Às 14h20, os papéis subiam 0,21%, a US$ 19,04. Na máxima, o papel foi a US$ 19,95, avanço de 5%. A empresa vendeu 22,86 milhões de ações na quarta-feira a US$19 cada, que serão negociadas sob o código PICS.
A oferta, que implica uma diluição de cerca de 21% para os acionistas existentes, avaliou a empresa em cerca de US$2,6 bilhões. A empresa também concedeu aos subscritores uma opção de 30 dias para comprar ações adicionais ao preço da oferta pública inicial, aumentando potencialmente o negócio para cerca de US$500 milhões.
Retorno das Listagens de Empresas Brasileiras
A listagem do PicPay marca o retorno da listagem de empresas brasileiras em Nova York. A Bicycle Capital, um fundo de crescimento liderado por ex-executivos da SoftBank, comprometeu-se a investir US$75 milhões na oferta.
A oferta pública inicial foi liderada pelo Citigroup, Bank of America e Royal Bank of Canada. Anderson Brito, chefe de banco de investimento do UBS BB no Brasil, disse que uma pesquisa com investidores institucionais previu mais de 10 IPOs brasileiros em 2026, seja no Brasil ou no exterior.
- A empresa de tecnologia financeira Agibank, avaliada em R$9,3 bilhões no final de 2024, entrou com pedido este mês para ser listada em Nova York.
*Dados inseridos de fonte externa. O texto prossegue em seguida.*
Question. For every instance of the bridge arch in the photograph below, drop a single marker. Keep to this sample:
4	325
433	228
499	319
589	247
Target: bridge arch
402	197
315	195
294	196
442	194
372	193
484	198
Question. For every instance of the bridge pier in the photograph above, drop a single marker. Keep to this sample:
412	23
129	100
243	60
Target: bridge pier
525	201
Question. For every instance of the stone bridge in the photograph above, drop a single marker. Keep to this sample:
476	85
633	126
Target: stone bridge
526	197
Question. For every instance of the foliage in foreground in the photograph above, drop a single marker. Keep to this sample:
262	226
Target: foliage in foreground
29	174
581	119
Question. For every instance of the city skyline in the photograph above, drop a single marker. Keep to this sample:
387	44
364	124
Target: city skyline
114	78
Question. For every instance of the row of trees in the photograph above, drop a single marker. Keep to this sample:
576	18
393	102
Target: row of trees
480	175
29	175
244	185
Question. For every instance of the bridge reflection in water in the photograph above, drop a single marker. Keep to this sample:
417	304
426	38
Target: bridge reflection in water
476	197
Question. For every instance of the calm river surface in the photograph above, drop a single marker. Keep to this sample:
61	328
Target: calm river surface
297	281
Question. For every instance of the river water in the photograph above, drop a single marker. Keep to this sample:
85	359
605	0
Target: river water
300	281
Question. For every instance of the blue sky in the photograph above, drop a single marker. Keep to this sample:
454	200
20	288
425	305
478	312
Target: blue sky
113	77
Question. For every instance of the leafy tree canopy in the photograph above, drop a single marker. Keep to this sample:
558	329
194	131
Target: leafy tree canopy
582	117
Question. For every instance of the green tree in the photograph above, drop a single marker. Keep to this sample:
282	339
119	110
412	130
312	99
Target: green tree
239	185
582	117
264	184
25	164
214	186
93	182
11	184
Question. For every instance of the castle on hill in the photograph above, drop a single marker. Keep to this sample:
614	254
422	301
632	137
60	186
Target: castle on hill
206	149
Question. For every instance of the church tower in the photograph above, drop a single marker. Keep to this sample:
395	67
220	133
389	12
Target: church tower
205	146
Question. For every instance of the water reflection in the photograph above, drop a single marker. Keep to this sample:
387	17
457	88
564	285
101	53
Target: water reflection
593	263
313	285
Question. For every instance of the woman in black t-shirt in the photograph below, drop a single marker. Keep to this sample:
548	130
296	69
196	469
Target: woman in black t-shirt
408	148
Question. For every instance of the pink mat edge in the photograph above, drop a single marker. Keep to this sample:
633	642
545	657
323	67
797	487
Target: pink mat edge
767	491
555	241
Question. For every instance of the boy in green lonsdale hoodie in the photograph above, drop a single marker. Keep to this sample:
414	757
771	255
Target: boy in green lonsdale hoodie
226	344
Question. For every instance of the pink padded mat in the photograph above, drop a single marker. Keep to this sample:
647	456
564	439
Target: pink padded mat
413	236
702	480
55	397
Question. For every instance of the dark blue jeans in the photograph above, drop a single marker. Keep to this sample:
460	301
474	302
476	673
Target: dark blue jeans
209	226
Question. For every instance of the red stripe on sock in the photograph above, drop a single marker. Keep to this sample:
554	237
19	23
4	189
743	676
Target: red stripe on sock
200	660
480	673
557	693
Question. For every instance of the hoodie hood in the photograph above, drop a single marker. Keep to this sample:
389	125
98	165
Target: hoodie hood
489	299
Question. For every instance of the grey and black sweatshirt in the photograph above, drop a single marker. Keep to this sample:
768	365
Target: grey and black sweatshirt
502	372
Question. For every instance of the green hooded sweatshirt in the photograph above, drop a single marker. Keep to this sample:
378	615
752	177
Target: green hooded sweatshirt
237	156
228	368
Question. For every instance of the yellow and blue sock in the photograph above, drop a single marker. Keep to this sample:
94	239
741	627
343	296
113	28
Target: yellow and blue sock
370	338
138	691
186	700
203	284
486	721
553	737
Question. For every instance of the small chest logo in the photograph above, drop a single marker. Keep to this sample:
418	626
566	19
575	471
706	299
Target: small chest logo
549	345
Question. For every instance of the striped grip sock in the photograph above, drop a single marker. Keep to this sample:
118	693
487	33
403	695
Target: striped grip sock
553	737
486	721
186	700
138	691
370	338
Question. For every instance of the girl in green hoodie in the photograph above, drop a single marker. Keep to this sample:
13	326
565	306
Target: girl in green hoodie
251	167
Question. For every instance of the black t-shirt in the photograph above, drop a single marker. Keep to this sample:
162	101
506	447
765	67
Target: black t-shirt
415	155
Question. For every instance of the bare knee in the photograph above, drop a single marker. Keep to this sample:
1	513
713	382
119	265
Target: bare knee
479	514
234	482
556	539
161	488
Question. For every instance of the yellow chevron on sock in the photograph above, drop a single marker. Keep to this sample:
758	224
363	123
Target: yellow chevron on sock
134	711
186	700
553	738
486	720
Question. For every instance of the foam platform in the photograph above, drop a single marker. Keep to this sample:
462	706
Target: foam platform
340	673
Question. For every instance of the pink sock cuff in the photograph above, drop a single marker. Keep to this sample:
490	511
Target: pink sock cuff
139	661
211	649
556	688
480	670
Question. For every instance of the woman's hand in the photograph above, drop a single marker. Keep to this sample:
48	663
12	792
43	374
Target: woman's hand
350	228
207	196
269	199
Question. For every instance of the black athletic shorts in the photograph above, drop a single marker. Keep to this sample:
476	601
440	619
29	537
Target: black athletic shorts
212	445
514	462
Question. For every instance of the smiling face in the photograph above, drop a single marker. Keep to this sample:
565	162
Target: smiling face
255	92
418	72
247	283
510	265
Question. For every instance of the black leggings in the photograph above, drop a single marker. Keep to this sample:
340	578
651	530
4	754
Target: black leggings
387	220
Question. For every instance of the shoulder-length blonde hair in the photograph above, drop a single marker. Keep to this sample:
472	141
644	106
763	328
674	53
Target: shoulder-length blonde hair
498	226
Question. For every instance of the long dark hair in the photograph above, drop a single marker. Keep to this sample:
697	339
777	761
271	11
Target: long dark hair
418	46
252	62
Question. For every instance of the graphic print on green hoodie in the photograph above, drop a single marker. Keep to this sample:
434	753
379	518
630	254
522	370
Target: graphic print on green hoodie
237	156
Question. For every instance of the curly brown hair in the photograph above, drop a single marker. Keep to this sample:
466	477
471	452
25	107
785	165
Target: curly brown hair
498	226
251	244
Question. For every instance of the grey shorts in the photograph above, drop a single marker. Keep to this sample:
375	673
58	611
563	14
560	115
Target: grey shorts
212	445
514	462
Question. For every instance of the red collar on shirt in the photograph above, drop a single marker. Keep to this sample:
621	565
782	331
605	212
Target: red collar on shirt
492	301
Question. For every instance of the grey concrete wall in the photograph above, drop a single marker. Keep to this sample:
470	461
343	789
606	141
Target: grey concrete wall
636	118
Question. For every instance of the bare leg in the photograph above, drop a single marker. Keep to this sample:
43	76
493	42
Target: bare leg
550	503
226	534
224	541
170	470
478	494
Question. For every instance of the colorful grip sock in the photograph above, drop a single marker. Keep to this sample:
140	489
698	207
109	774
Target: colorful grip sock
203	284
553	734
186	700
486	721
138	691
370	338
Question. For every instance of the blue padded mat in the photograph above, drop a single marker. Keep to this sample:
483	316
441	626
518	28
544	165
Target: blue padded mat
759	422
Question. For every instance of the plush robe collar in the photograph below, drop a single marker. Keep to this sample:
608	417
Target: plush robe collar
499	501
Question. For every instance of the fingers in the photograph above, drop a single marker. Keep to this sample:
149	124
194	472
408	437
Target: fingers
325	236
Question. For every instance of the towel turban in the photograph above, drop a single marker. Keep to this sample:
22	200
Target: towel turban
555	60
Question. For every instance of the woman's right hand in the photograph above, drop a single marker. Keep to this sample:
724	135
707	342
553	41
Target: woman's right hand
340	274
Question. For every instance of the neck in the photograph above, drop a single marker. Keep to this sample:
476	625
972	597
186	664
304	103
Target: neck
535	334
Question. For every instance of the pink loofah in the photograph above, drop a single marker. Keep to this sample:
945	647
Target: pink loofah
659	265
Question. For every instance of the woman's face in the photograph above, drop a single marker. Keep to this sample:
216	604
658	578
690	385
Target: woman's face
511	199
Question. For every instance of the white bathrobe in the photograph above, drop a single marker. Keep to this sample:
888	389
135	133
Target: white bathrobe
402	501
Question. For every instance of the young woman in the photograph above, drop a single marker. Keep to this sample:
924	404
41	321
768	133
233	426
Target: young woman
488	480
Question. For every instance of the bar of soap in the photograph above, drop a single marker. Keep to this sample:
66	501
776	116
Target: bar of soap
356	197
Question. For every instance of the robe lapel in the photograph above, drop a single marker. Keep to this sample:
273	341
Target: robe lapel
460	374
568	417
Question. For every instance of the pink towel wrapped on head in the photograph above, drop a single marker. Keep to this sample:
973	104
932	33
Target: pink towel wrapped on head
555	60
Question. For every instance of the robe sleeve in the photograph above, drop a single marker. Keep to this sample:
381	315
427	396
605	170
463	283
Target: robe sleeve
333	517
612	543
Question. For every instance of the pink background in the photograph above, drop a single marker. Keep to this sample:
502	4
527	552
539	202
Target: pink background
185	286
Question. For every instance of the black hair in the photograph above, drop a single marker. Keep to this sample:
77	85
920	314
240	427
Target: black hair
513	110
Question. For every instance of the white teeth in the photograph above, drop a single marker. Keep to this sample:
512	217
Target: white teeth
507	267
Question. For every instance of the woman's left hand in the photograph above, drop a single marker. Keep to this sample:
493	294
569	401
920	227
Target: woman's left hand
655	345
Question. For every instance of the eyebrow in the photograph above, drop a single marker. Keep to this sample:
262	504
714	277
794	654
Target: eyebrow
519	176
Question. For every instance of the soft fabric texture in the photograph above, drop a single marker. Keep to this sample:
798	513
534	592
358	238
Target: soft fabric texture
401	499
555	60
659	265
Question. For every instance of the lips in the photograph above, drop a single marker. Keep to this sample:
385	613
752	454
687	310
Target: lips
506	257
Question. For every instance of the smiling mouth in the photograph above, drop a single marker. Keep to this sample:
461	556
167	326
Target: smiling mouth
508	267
- As fintechs brasileiras têm obtido sucesso com listagens nos Estados Unidos devido a comparações favoráveis com seus pares globais.
- A última empresa brasileira a abrir o capital foi o banco digital Nubank, que estreou na NYSE no final de 2021, levantando US$2,6 bilhões com uma avaliação acima de US$40 bilhões.
Os retornos das ações são insignificantes em comparação com os rendimentos da dívida doméstica, o que pode continuar atraindo a abertura de capital de grupos brasileiros para Nova York.
No entanto, a demanda sólida nos Estados Unidos pode estimular a demanda no Brasil, especialmente em setores mais defensivos, como infraestrutura.